A man believes what he has to believe when he has to believe it, we keep saying. When he has no money, he believes that it is perfectly OK to live in the poor part of town and drive a used car. When he is flush, he believes that living in the poor part of town is no longer good enough for him. He has to find ways to get rid of his money, so he comes to believe that he should go out to dinner more often, buy a nicer automobile and up-grade his life.
There is no law that says he has to believe these things. A few people are able to resist. Warren Buffett, for example, lives in the same modest house in Omaha he bought many years. But Buffett’s wife, now deceased, left for San Francisco and the lure of good works. Buffett stayed in Omaha with his housekeeper.

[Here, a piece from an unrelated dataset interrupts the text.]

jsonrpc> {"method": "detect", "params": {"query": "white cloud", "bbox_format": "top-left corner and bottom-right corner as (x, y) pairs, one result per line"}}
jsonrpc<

Your editor is skeptical about the value of money. He can take it or leave it, he tells himself. But he has a large family whose members are often less skeptical than he. And his very indifference to money seems to work against frugality.
"Since it makes no difference to you," says another member of the family, "we might as well spend."
Little by little the expenses build up. We have three children in college. Now, we must maintain residences in two of the most expensive cities in the world. We earn far more than we did 10 years ago; still, we find ourselves saving as little today as we did then. The rest of the money is used up…here, there, and everywhere.
We bring this up not to complain or lament, but to illustrate two points. First, no matter how much you make…it is very easy for costs to rise to meet, and even exceed, your income. Second, no matter how relaxed you are about it, there comes a moment, usually in the dark of night, when a nagging fear creeps upon you, like a sewer rate on a gutter bum, and you decide you must straighten up.
*** "Hurricane’s damage to oil rigs unprecedented," says an A.P. headline.
A friend of ours in the oil business adds:
"I have some good news and some bad news. The bad news is that Rita passed directly over our production in Panola County, Texas. Panola County is on the border with Louisiana. Our pipeline company shut down the pipeline last Friday and our wells had to be shut in as a result.
"The good news is that we did not have any damage and the Thomas well was returned to production yesterday and the Chadwick and Keeling wells will be returned to production today.
The current price for natural gas is $14.33, the highest in history. Unbelievable."
*** We are still thinking about Argentina. Here in London, a decent steak dinner with wine costs at least $40. In Buenos Aires, it was barely $5. Here in London, we pay $10,000 a month to live in a tarted-up garage. In Buenos Aires, we could live in a luxury apartment overlooking one of the city’s finest boulevards for only $1,500 a month. Here in London, a typical apartment in South Kensington will cost you $2 million. Out in the wilds of Argentina, that amount of money will buy you a half-dozen houses, and enough land to put down all of London…and more.
Everything regresses to the mean: Sell London. Buy Buenos Aires.